Gunádhya began to reflect, "I must make this Great Tale*[1] of mine current on the earth, for that is the condition that the goddess mentioned when she revealed how my curse would end. Then how shall I make it current? To whom shall I give it?" Then his two disciples that had followed him, one of whom was called Gunadeva, and the other Nandideva said to him, "The glorious Sátaváhana alone is a fit person to give this poem to, for being a man of taste he will diffuse the poem far and wide, as the wind diffuses the perfume of the flower." "So be it," said Gunádhya, and gave the book to those two accomplished disciples and sent them to that king with it; and went himself to that same Pratishthána, but remained outside the city in the garden planted by the goddess, where he arranged that they should meet him. And his disciples went and showed the poem to king Sátaváhana, telling him at the same time that it was the work of Gunádhya. When he heard that Paiśácha language and saw that they had the appearance of Piśáchas, that king, led astray by pride of learning, said with a sneer, "The seven hundred thousand couplets are a weighty authority, but the Paiśácha language is barbarous, and the letters are written in blood; away with this Paiśácha tale." Then the two pupils took the book, and returned by the way which they came, and told the whole circumstance to Gunádhya. Gunádhya for his part, when he heard it, was immediately overcome with sorrow; who indeed is not inly grieved when scorned by a competent authority? Then he went with his disciples to a craggy hill at no great distance, in an unfrequented but pleasant spot, and first prepared a consecrated fire cavity. Then he took the leaves one by one, and after he had read them aloud to the beasts and birds, he flung them into the fire while his disciples looked on with tearful eyes. But he reserved one story, consisting of one hundred thousand couplets, containing the history of Naraváhanadatta, for the sake of his two disciples, as they particularly fancied it. And while he was reading out and burning that heavenly tale, all the deer, boars, buffaloes and other wild animals, came there, leaving the pasturage, and formed a circle around him, listening with tears in their eyes, unable to quit the spot. †[2]

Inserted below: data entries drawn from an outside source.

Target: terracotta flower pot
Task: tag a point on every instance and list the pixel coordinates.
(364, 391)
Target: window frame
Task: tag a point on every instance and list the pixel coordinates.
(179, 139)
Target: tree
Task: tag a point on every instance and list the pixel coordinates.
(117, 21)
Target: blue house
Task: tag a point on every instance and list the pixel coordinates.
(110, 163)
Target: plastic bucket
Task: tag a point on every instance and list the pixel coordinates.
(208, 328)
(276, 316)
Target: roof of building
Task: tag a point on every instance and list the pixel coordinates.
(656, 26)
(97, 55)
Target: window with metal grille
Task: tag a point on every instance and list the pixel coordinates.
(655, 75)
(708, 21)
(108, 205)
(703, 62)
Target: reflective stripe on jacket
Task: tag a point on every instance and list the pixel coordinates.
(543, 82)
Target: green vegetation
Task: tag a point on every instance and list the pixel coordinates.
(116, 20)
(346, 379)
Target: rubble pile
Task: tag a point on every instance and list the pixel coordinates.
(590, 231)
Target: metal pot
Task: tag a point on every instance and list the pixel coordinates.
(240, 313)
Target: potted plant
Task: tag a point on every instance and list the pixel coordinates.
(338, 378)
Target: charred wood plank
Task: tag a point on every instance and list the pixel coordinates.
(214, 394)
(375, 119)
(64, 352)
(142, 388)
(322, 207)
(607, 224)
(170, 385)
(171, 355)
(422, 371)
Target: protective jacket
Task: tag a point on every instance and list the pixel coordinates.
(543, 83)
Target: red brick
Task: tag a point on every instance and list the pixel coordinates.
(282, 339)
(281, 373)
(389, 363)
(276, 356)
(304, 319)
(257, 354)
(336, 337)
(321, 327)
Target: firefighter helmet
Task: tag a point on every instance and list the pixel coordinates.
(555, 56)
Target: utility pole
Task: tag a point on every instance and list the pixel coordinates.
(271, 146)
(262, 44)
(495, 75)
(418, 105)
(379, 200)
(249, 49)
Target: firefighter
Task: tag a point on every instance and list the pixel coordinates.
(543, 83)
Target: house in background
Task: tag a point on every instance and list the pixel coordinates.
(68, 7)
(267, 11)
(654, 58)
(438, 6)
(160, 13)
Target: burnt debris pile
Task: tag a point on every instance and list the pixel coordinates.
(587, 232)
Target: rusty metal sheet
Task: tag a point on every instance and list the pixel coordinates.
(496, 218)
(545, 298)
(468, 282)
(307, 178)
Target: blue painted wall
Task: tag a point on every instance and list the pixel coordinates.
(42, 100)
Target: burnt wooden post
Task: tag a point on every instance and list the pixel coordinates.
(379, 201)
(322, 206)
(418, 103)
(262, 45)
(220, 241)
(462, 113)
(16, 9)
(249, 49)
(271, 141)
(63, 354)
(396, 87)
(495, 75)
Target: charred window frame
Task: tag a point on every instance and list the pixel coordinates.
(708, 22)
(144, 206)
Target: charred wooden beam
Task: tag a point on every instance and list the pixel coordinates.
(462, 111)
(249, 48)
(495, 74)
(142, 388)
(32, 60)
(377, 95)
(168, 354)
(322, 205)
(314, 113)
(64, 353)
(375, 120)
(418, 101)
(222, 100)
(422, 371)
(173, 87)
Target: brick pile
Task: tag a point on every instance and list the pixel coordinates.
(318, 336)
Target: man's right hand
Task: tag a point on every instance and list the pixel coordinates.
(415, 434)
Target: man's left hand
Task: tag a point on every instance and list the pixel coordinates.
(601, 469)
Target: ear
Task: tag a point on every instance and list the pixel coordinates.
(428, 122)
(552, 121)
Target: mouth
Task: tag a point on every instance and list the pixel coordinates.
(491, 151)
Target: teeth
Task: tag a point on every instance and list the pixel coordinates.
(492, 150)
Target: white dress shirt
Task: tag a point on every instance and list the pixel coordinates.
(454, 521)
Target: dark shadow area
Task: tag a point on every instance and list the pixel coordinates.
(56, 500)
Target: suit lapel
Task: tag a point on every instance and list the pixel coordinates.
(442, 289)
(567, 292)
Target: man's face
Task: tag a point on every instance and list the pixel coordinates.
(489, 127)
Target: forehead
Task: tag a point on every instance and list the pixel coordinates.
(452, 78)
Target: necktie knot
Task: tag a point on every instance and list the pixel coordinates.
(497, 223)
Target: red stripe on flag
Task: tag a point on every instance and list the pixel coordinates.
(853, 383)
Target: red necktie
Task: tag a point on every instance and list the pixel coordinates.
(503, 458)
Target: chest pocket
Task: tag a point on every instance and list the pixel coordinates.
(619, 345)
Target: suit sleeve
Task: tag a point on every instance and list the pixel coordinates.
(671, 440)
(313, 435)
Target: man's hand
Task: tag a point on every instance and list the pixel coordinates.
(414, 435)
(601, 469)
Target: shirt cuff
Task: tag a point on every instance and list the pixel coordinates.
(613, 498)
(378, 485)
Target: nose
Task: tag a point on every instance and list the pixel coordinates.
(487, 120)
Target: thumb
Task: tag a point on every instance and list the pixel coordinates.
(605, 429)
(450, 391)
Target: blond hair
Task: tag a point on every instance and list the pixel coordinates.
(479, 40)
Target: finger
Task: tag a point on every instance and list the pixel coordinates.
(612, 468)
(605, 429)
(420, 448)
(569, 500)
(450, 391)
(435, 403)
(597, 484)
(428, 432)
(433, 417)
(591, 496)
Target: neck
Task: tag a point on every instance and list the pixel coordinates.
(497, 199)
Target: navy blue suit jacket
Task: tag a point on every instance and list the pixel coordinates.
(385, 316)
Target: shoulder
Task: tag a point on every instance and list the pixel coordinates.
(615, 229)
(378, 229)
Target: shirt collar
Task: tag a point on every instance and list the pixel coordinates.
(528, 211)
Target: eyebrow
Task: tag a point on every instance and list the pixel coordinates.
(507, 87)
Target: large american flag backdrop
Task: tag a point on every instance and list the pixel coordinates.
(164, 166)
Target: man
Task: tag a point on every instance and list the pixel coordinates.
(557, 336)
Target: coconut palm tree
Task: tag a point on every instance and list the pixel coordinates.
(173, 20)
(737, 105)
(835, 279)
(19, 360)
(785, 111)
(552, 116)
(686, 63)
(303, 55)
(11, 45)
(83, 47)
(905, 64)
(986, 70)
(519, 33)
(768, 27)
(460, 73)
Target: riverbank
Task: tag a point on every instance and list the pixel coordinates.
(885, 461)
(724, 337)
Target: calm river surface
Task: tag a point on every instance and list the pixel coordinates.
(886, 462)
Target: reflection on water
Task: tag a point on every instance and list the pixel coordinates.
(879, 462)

In the meanwhile king Sátaváhana fell sick. And the physicians said that his illness was due to eating meat wanting in nutritive qualities. And when the cooks were scolded for it, they said- "The hunters bring in to us flesh of this kind." And when the hunters were taken to task, they said,- "On a hill not very far from here there is a Bráhman reading, who throws into the fire every leaf as soon as he has read it; so all the animals go there and listen without ever grazing, they never wander anywhere else, consequently this flesh of theirs is wanting in nutritive properties on ac-

  1. * Vrihat Kathá.
  2. † Compare the story of Orpheus.